Un centre de formation d'apprentis (CFA) reçoit une demande conjointe de la région (financeur), de l'Agence de services et de paiement et de l'inspection du travail pour vérifier l'éligibilité d'un dossier de financement et la conformité d'un contrat d'apprentissage. Le CFA transmet alors, via la plateforme sécurisée définie par décret, le contrat d'apprentissage, les feuilles d'émargement des apprentis, les factures et les relevés de subvention. Le secrétariat du CFA ne peut refuser la communication en invoquant le secret professionnel ; les administrations pourront utiliser ces pièces pour contrôler le versement des aides et la régularité de la formation.

Points Clés à Retenir
  • Qui peut échanger : administration fiscale, organismes de sécurité sociale, services de l'État en charge de la concurrence/consommation/répression des fraudes, France compétences, Agence de services et de paiement, collectivités territoriales, services chargés de la préinscription, ministères certificateurs, etc.
  • Possibilité d'élargir la participation : organismes financeurs, organismes certificateurs, instance nationale d'accréditation, instances de labellisation et autres organismes listés.
  • Objet des échanges : tous documents et informations détenus ou recueillis dans le cadre de leurs missions et utiles à leur exercice (contrats, factures, pièces de contrôle, données administratives…).
  • Modalités : échanges spontanés ou sur demande ; possibilité de dématérialisation dans des conditions fixées par décret en Conseil d'État.

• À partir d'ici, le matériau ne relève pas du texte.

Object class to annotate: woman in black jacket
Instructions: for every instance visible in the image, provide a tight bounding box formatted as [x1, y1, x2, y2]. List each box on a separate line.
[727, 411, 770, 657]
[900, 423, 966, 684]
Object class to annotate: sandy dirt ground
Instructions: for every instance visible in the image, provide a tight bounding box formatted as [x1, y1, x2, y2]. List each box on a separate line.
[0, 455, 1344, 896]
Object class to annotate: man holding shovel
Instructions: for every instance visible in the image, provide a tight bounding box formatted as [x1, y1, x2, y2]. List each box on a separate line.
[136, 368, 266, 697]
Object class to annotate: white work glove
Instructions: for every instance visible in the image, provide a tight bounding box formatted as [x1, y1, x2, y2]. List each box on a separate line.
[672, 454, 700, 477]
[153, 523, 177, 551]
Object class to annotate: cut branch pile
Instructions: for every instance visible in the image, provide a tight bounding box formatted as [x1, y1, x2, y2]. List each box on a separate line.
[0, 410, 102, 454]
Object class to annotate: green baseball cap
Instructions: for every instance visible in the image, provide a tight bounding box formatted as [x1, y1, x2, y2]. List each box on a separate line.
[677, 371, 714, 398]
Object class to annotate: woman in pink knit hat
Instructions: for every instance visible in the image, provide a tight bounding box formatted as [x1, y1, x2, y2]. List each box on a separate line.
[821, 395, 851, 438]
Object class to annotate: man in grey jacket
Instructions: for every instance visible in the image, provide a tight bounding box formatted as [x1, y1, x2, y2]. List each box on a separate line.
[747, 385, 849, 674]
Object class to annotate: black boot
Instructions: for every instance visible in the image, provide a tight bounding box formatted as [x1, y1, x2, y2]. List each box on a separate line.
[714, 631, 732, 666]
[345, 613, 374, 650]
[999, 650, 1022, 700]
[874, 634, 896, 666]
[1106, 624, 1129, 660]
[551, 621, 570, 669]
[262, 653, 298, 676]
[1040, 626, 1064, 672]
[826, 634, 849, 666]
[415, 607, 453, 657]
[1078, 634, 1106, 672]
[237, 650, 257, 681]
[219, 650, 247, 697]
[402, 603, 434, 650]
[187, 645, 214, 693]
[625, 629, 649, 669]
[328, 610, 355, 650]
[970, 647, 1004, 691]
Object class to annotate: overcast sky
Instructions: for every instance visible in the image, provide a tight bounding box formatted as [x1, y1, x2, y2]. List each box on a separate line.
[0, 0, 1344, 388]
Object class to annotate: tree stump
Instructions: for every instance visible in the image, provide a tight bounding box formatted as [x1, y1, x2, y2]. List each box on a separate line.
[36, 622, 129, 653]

  • Secret professionnel : il ne peut être opposé aux demandes effectuées par les administrations et opérateurs listés — refus fondé sur le secret professionnel n'est pas recevable pour ces demandes.
  • Limitation : les échanges doivent être liés aux missions respectives des organismes (utilité pour l'exercice de leurs missions).
  • Considération pratique : les modalités précises (sécurité, format, conditions d'accès) et les éventuelles garanties seront précisées par décret ; les règles générales de protection des données personnelles restent à prendre en compte lors des échanges.